Photo: iStockPhoto
Photo: iStockPhoto

A chance to do more

Our country's economic transformation combined with a strategic approach provides room to do more

India has seen unprecedented economic development over the past two decades. As the economy has grown, so has personal wealth and the desire by many successful individuals to give something back to a society where millions remain in poverty. At the same time, the new companies law of 2013 obliges companies above a certain size to spend 2% of their three-year average annual profit towards corporate social responsibility (CSR) activities. This is a pioneering move and makes India one of the first countries to have social welfare spending as part of company statute mandatory by law.

The considerable growth of private wealth and compulsory social spending by companies, taken together, could potentially revolutionize the amount of funds available for good causes. It could even offer an unprecedented opportunity for individuals, families and companies to contribute to the development of India. But to make a real difference calls for a change in attitude from a focus on charity to strategic philanthropy—or perhaps going even further, to integrating social goals into a company’s business model, like the Tata family and how they have successfully managed to do it.

Philanthropy is the giving of money, assets, time or expertise for social or environmental purposes. It differs from charity in that it tends to be less reactive, and more thought out, strategic and significant. It is often shaped by people’s values and experiences, and can bring as much joy and satisfaction to a philanthropist as it does to beneficiaries. In a family business, for example, corporate philanthropy can be a way to articulate the family’s values, and an activity in which to involve family members who may not be working in the business.

Developing a strategy

There are as many approaches to develop a strategy for philanthropy as there are motivations for giving, with no one right way. However, there are some worthwhile questions to consider when starting the process. What are your values, passions, interests or concerns? This will help in forming that geographical or demographic community, cause or sector you might want to focus on. What is your understanding of the challenges or opportunities that relate to your cause?

Learn more by meeting other funders, visiting charitable organizations, reading reports and consulting a philanthropy adviser. And consider exactly the type and quantum of resources you would like to contribute—money is the obvious one, but expertise, time and networks can be invaluable too.

Many philanthropists choose to channel their resources to existing organizations, while some prefer to invest significant time and resources in setting up their own operating organization or social enterprise. If you choose to set up one of your own, it is worth ensuring that you are not duplicating the efforts of others.

Tracking the results of philanthropy is important—to learn and evolve the strategy as much as to ensure accountability. In doing so, both quantitative and qualitative aspects need to be considered. This is particularly true when you may be trying to change social perceptions and ways of working, and involves asking the right questions about the impact of efforts.

Looking for results

One of the biggest obstacles to giving, historically, has been the low level of transparency and accountability in many of India’s non-governmental organizations (NGOs). While some are effective, accountable and well-managed, others are not—with no single reliable source of information on their activities.

However, here again, there are signs of progress as NGOs have stepped up efforts to hire professionals and improve transparency and accountability.
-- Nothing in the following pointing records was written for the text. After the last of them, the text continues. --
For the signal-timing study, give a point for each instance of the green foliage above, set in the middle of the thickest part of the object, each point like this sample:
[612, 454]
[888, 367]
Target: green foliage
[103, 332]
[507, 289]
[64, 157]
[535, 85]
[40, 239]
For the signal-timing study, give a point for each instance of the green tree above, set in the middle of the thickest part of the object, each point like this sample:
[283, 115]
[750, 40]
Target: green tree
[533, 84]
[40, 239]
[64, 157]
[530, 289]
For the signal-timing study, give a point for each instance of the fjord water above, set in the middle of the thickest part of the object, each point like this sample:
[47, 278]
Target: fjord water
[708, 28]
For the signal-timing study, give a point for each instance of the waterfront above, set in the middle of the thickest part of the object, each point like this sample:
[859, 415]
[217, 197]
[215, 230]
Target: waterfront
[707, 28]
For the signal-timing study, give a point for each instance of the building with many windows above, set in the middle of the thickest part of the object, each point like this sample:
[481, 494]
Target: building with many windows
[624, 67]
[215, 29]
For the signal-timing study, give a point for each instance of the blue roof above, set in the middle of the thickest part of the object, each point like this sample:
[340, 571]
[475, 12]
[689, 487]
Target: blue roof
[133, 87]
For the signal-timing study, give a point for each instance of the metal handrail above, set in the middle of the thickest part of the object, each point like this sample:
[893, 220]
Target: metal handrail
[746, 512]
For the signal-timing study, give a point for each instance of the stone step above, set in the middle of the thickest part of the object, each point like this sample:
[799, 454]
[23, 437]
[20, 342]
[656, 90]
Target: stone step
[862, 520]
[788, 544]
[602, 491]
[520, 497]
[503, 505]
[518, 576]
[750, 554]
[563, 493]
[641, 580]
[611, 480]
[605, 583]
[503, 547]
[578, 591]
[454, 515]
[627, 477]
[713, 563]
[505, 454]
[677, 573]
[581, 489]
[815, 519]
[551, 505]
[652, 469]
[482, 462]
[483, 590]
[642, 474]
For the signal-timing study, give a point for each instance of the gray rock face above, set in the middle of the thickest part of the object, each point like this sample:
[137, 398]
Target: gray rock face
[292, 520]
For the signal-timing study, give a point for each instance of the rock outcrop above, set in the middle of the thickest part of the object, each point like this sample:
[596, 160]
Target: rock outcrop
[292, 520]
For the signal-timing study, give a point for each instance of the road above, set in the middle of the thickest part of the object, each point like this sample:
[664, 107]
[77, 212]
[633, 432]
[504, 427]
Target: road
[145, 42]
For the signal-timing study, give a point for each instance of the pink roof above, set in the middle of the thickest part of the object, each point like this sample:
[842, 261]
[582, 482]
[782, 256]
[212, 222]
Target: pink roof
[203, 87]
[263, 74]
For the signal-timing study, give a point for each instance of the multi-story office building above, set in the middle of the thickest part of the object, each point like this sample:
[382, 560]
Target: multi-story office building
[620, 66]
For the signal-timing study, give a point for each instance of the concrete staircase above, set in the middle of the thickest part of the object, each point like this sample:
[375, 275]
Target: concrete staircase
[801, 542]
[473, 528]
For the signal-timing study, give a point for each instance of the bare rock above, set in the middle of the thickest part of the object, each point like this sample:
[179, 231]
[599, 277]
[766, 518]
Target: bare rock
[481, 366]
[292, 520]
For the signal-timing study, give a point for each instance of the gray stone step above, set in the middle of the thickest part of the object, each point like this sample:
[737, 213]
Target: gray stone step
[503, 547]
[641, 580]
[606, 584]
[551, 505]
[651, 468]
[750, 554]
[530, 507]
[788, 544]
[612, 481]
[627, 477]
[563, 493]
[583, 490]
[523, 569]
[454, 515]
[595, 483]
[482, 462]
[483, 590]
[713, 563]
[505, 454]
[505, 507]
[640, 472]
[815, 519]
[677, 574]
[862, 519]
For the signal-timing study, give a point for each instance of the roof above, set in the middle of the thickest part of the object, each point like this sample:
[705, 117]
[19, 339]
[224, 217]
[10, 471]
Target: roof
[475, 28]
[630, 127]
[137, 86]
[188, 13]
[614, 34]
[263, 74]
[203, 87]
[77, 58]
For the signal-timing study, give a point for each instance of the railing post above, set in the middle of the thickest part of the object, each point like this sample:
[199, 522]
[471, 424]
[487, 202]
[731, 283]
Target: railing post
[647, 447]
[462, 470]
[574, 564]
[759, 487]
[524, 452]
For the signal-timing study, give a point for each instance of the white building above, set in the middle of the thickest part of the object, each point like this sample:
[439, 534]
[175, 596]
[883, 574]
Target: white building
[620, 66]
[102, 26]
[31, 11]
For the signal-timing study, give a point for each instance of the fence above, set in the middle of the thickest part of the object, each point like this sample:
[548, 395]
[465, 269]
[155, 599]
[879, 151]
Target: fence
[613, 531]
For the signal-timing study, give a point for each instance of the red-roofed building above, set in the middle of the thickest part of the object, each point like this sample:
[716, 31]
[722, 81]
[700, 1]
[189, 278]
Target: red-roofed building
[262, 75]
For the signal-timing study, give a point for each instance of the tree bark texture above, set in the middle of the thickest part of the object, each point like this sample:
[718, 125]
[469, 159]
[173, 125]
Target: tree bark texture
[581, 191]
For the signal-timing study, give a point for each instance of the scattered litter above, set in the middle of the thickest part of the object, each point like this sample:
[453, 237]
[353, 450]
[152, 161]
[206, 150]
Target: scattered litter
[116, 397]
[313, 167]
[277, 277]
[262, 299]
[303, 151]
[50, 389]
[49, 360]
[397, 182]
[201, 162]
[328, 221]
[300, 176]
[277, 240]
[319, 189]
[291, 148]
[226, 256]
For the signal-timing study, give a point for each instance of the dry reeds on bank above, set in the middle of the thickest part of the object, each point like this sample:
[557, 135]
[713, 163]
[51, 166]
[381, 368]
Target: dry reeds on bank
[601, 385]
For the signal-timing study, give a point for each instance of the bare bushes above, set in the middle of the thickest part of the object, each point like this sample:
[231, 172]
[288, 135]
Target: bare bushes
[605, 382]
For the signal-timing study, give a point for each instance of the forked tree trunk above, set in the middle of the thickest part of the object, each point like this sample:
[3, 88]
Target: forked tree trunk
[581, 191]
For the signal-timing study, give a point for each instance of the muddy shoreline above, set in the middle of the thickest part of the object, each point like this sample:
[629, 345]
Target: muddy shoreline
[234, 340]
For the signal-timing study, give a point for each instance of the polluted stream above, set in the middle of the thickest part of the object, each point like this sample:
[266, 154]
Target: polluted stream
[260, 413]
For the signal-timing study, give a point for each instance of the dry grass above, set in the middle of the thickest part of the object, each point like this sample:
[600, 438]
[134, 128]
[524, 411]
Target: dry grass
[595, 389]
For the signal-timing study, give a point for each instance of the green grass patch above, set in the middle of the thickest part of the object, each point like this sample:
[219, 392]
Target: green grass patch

Initiatives such as the Credibility Alliance and GuideStar are leading the way towards greater integrity, while organizations such as CAF India, Dasra and the Centre for the Advancement of Philanthropy are striving to provide more reliable information and advice. There are other areas of encouragement. These include philanthropists increasingly speaking publicly about their causes (and thus inspiring others) as well as greater collaboration and learning among funders of all types, such as through Dasra’s Indian Philanthropy Forum; a growing awareness of more strategic approaches, including the growth of social entrepreneurship and impact investing; and a greater use of more formal structures, such as trusts and societies.

It is also encouraging to see a growing number of our conversations with clients involving references to make a social contribution. It is inspiring to see the passion that drives individuals to make a real difference to the causes and communities they care about.

Charity has existed in some form or the other for centuries, often embedded within the tenets of religion. But our economic progress, combined with a more strategic approach, provides the opportunity to do so much more.

Shiv Gupta is MD, RBS Private Banking India.